A final checkup confirmed that all dimensions were still correct and that features on the components lined up perfectly with the custom drill guide for the surgery. Now the DMLS parts were ready for handing off to the surgical team.

Surgery and Recovery

Before the actual operation, the surgical team staged six rehearsals. Four were performed on plastic bone replicas manufactured via additive manufacturing processes, using Cyrano’s CT data. These rehearsals used the actual implant.

Two more rehearsals involved cadaver surgeries to practice the soft tissue reconstruction. The implant’s small size made finding geometric data points to connect drill guides to the tibial and femoral components quite challenging. “In retrospect, we would have been unable to do the surgery without these rehearsals,” Marcellin-Little says.

All that preparation paid off. The actual surgery, which took six hours, went smoothly.

“As we suspected, Cyrano’s distal femur had very poor bone quality,” Marcellin-Little notes. “Without the stems that we had designed in, the femoral component would not have been stable at all, even if we had used polymethylmethacrylate bone cement.”

At the end of surgery, radiographs showed good fit and optimal placement for the implant.

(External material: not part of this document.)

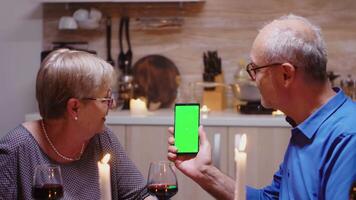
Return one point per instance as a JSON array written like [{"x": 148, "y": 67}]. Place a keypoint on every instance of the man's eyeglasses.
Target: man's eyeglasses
[{"x": 252, "y": 68}]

Now Cyrano began the long road of rehabilitation and therapy that would lead to his recovery.

For the first three months, he was closely monitored and did well. Toward the end of that time, he underwent gait assessment on a pressure-sensitive walkway built for cats. He has an observable limp, but he is able to use the leg and joint even today.

“Cyrano was a perfect patient, very cool and very calm,” Marcellin-Little says. “He is much more comfortable than he had been since the cancer developed and he’s pleased, and his owners are pleased.”

The researchers at NC State are pleased as well. What was learned from the Cyrano project is transferable to other animals and even to human medicine. “Now that we know how to miniaturize a joint this sophisticated,” Harrysson says, “there are a number of potential applications, in hands or jaws, for example.”

In some ways, one of the greatest benefits of this project will be the additional experience the researchers gained by designing for additive manufacturing.

“When I look back and compare the implants we were building with AM 10 years ago to what we design now, it’s like night and day,” Marcellin-Little says. “The recent ones are more refined, more precise and more sophisticated.”

“The main change this technology has brought," he adds, "is that the manufacturing process is no longer a barrier to the imagination of an orthopedic clinician who needs to create something very specific.”